Better not be copper. Make your meals slowly poison you.


----------



## wahoowad (Nov 24, 2017)

I don't like it. Using any reclaimed wood seems sketchy to me - and obviously I hope they never, ever use pallets. Whatever it is, it's non-ferrous and I struggle to think of a wood source that would have copper components that would be safe. I might run a few cooks and then filter my ash and see whatever other treasures I find.


----------



## tropics (Nov 24, 2017)

I've seen metal in a few bags KBB
Richie


----------



## gmc2003 (Nov 24, 2017)

I've never seen anything like that before either, but I don't really inspect the charcoal before using. I will have to look a little closer this weekend.

Chris


----------



## yankee2bbq (Nov 24, 2017)

Heavy duty copper staples?  I don’t by kingsford anymore.  Royal oak only.


----------



## wahoowad (Nov 24, 2017)

They don't look like staples - these are thinner, like something from an electrical assembly


----------



## motocrash (Nov 24, 2017)

wahoowad said:


> I don't like it. Using any reclaimed wood seems sketchy to me - and obviously I hope they never, ever use pallets. Whatever it is, it's non-ferrous and I struggle to think of a wood source that would have copper components that would be safe. I might run a few cooks and then filter my ash and see whatever other treasures I find.

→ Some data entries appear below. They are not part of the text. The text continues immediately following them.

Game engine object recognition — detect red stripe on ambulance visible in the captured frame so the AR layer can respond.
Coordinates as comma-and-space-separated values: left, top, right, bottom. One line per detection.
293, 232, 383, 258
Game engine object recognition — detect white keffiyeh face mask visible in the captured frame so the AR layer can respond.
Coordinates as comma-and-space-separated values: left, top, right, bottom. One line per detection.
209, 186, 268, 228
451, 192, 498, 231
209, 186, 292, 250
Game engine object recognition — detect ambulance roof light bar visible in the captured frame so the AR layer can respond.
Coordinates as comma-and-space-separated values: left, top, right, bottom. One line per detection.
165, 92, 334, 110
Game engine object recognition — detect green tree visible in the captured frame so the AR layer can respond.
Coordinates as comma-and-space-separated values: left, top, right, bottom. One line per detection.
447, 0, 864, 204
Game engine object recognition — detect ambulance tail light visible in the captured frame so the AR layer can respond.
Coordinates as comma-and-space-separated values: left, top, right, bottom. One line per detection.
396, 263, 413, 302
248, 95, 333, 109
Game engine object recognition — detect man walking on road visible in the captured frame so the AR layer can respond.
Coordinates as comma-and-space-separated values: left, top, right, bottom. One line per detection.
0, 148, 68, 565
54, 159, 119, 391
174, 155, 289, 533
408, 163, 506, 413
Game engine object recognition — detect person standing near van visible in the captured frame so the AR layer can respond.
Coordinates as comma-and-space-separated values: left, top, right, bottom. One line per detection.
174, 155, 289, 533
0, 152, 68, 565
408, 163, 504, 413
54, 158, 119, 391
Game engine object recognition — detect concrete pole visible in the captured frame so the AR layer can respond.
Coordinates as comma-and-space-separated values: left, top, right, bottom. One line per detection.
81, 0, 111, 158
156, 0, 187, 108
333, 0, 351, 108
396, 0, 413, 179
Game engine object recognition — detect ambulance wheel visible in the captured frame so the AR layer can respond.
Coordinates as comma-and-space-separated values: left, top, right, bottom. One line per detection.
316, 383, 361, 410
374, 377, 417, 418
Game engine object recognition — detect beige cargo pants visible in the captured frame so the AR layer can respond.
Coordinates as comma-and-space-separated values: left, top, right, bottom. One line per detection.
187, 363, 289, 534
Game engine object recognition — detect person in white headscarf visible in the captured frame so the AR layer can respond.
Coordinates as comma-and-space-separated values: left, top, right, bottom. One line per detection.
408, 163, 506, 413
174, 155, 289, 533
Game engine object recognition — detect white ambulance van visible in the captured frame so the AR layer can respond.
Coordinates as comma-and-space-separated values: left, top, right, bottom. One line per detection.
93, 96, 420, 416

When you gonna switch to RO ?


----------



## actech (Nov 24, 2017)

why is it that RO seems to be harder to get lit?  I use chimney with newspaper and always takes more to get it going than kingsford. But i dont want added "goodies" in my coal bed


----------



## motocrash (Nov 24, 2017)

actech said:


> why is it that RO seems to be harder to get lit?  I use chimney with newspaper and always takes more to get it going than kingsford. But i dont want added "goodies" in my coal bed


I can't speak from personal experience on Kingsford since I haven't used it in 20 + Yrs.Here's an excerpt from Wiki that might give some clues.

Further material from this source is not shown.